Daily Blarrrgh: Dancing Outlaw Coming to the Big Screen
At the height of the strange filmic subgenre affectionately known as the "Rupert Pupkin documentary," a genre popularized by American Movie and bowdlerized by Windy City Heat, sits the drunk, demented, one-legged granddaddy of them all: Dancing Outlaw. If you've never seen Dancing Outlaw, then stop right here. I don’t mean stop reading this review, I mean stop everything else you are doing in your life and get a hold of this movie immediately. (There's a sequel too!)
Dancing Outlaw is a feature-length documentary originally produced for West Virginia public TV about Jesco White, "a hard-living, tap-dancing Boone County resident whose repeated run-ins with the law have interfered with his dream of becoming a renowned mountain dancer like his late father." Not only do viewers get to meet the three different incarnations of Jesco's personality, we get to meet his wife long-suffering wife Norma Jean ("I took the butcher knife and put it up to her neck. I said if you want to live to see tomorrow, you better start fryin' them eggs a little bit better then what you a fryin' em - I'm tired of eatin' sloppy, slimy eggs!"), his sister Mamie ("I'm the meanest one and the biggest one!") and an assortment of friends and relatives so odd, I would have sworn this was a put-on if I didn't know better.
It's hard to imagine anything topping Dancing Outlaw, but Vice Films is about to try. They're funding the fiction feature White Lightnin' - The Jesco White Murders the story of Jesco White's "uphill battle against abject poverty, drug abuse, petty crime and mental instability in his struggle to live up to his father's legacy as the finest mountain dancer on his home turf and beyond."

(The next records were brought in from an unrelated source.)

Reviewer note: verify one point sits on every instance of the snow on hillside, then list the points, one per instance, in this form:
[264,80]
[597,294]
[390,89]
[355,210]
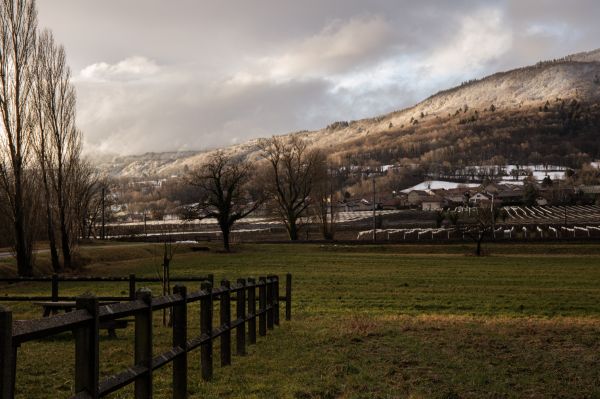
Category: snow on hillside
[439,185]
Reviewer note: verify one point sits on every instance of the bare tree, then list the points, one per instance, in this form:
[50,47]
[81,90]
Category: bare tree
[224,194]
[292,173]
[482,226]
[323,200]
[59,139]
[18,23]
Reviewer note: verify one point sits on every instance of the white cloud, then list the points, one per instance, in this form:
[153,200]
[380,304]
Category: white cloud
[339,47]
[132,68]
[483,37]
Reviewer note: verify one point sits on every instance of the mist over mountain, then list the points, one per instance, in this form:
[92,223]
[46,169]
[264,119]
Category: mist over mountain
[544,113]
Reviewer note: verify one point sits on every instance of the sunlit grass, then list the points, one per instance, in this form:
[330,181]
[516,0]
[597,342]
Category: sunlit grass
[372,321]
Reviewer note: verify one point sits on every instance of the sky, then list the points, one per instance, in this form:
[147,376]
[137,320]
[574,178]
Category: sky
[155,75]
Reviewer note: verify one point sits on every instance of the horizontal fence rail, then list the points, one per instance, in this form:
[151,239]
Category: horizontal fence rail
[85,323]
[55,281]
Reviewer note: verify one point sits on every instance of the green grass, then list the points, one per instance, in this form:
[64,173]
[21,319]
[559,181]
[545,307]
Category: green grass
[370,322]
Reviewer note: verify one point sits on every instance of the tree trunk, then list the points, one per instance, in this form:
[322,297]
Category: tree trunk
[293,229]
[52,242]
[479,240]
[22,247]
[225,231]
[51,237]
[65,243]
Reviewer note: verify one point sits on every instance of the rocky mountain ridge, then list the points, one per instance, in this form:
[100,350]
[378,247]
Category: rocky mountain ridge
[519,94]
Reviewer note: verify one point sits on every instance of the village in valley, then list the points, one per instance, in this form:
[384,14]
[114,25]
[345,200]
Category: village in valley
[299,200]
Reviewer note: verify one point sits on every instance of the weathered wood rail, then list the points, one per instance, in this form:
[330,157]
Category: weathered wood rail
[85,322]
[55,281]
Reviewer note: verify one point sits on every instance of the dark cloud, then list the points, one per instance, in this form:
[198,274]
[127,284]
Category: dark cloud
[155,75]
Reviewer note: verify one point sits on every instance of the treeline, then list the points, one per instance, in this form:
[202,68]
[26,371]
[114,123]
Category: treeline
[46,189]
[560,132]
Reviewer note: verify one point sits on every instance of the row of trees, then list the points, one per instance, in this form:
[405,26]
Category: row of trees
[43,179]
[292,180]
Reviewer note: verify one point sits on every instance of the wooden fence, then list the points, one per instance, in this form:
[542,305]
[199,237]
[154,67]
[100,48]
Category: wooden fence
[85,324]
[55,281]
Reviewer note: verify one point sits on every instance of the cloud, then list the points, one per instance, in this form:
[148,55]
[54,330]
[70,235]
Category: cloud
[206,74]
[132,68]
[483,37]
[338,47]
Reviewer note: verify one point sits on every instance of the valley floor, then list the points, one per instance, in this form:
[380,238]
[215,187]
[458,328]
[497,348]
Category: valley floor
[371,321]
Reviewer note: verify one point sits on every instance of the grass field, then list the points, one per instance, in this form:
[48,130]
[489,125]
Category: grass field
[369,321]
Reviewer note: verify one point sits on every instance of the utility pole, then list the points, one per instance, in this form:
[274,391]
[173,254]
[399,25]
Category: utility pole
[374,222]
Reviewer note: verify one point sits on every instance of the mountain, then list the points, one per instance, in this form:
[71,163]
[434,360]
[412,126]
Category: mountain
[545,113]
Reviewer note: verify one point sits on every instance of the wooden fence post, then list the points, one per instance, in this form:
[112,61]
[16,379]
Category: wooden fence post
[206,330]
[143,344]
[288,296]
[54,290]
[225,321]
[180,340]
[270,303]
[276,299]
[240,308]
[262,306]
[7,357]
[87,356]
[132,287]
[252,311]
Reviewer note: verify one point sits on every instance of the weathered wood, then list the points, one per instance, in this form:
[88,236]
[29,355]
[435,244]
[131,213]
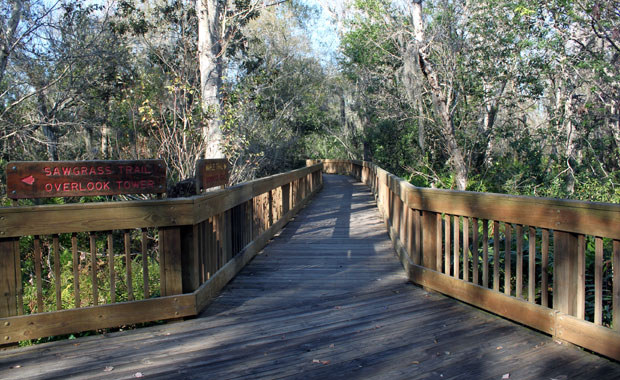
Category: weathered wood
[94,268]
[616,285]
[485,253]
[544,268]
[97,317]
[531,272]
[111,267]
[507,258]
[145,263]
[170,261]
[10,277]
[475,255]
[519,278]
[565,272]
[76,271]
[430,229]
[57,278]
[37,273]
[496,256]
[598,281]
[39,179]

Written by Vice's Shane Smith and Eddy Moretti, the film will be the feature film debut of British commercial director Dominic Murphy. Why is a British company funding and producing a film about one of America's semi-secret heroes? I have no idea. But if Kate, Cate et. al can drop their accents to play Yanks, then British actor Ed Hogg (Alfie, Brothers of the Head), can pick up a Boone County twang.